DS: Während der Probenzeit teste ich verschiedene Sachen einfach aus und wenn sie sie scheiße sind, dann ist das halt so und wenn sie funktionieren, dann behalte ich sie. Zum Glück hatte ich die Magdeburger Produktion bereits als Vorkenntnis, wo ich bereits probieren konnte und wusste, wie meine Figur aussieht. Vincent warnte mich immer wieder vor dem Charme. Ché ist eine Rolle, die ziemlich schnell mit einer Show wegrennen kann, weil er mit dem Publikum kommuniziert. Er ist derjenige, der Fragen stellt und teilweise richtig lustig ist. In der heutigen Zeit würde ich ihn als Blogger oder Satiriker bezeichnen. In Amerika gibt es zwei Komiker im Fernsehen, Stephen Colbert und John Stewart, die sehr politisch und linkslehnend sind. Durch ihren Charme und Humor ist man sofort bei ihnen – das habe ich als Vorbild genommen. Vincent sagte auch oft „Such dir dein Ausrufezeichen“ – es gibt Momente, wo der Spaß aufhört. Es gibt Stellen, da steht er da und sagt „Es tut mir leid – es geht nicht mehr!“ und das war eine wichtige Lektion.
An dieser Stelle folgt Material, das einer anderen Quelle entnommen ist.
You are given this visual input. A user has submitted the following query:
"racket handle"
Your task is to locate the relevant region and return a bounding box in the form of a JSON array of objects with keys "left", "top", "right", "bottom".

MZ: Wie eben schon erwähnt, hast du auch Kontakt mit dem Publikum – wie sind die Reaktionen auf darauf? Was bekommst du für Rückmeldungen darauf?
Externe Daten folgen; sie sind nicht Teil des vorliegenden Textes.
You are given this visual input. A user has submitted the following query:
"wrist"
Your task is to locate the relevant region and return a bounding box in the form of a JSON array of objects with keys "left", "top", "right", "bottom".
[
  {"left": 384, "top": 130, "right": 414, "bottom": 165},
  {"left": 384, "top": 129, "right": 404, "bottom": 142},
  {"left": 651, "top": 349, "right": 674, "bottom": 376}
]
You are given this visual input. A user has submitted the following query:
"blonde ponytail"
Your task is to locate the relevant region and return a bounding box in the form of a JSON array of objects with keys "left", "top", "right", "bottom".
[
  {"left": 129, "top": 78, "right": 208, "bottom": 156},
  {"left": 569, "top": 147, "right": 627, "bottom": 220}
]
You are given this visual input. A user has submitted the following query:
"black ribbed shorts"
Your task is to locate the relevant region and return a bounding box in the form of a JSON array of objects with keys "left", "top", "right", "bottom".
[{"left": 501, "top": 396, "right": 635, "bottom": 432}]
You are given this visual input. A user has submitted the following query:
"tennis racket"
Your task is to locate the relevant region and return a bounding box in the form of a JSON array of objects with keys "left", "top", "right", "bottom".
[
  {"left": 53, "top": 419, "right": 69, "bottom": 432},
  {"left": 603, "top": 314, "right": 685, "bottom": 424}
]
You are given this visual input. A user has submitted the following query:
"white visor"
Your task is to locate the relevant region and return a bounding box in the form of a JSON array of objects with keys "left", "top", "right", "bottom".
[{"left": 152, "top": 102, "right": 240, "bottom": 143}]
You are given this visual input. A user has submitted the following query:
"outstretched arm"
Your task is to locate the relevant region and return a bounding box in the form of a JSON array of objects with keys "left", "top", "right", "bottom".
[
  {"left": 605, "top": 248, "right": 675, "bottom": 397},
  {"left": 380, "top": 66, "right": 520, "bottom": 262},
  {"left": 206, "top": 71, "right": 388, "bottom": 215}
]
DS: Bisher war meine Beziehung zum Publikum ziemlich positiv. Ich springe Menschen auf den Schoß, überreiche einigen eine Waffe und fordere sie auf auf Menschen zu schießen und bin oft direkt vorm Gesicht. – bisher hat mich noch niemand geschlagen. Vor drei Wochen war der deutsche Außenminister im Publikum und als ich das gehört habe war meine erste Frage, ob er am Gang sitzt. Nachdem das so war, bin ich mitten in der Show auf seinen Schoß gesprungen. Als ich das gemacht habe fiel mir ein, dass er vermutlich Bodyguards dabei hat, die gerade nicht sehr froh sind… Ich liebe an Live-Theater einfach, dass man nie weiß, was passieren wird und du im nächsten Moment eingebunden werden kannst.
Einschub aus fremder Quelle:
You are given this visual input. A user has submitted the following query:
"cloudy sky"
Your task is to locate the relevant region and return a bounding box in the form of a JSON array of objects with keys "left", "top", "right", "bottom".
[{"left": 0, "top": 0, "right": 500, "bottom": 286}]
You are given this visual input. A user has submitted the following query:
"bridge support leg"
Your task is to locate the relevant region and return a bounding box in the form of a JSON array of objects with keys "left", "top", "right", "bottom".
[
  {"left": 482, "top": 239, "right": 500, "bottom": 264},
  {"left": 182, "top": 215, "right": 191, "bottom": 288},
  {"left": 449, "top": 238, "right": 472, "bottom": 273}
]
MZ: Hast du eine Lieblingsszene oder ein Lieblingslied im Stück?

DS: Einige… Ché ist einfach immer präsent und hat immer eine Meinung. Er hat seine Snoopy-Momente – ich bin ein riesen Snoopy-Fan! Manchmal taucht dieser Hund so in eine lustige Situation ein, tanzt auf Kosten von anderen und kann so bissig sein, obwohl er immer grinst. So ein Moment ist „Adios und Danke“, wo ich die ganzen Liebhaber wegkehre. „Regenbogen-Tour“ auch, wo ich wie ein tollpatschiges Tier tanze, aber ich liebe auch das Ende, wo er sein Manifest klar vorgibt.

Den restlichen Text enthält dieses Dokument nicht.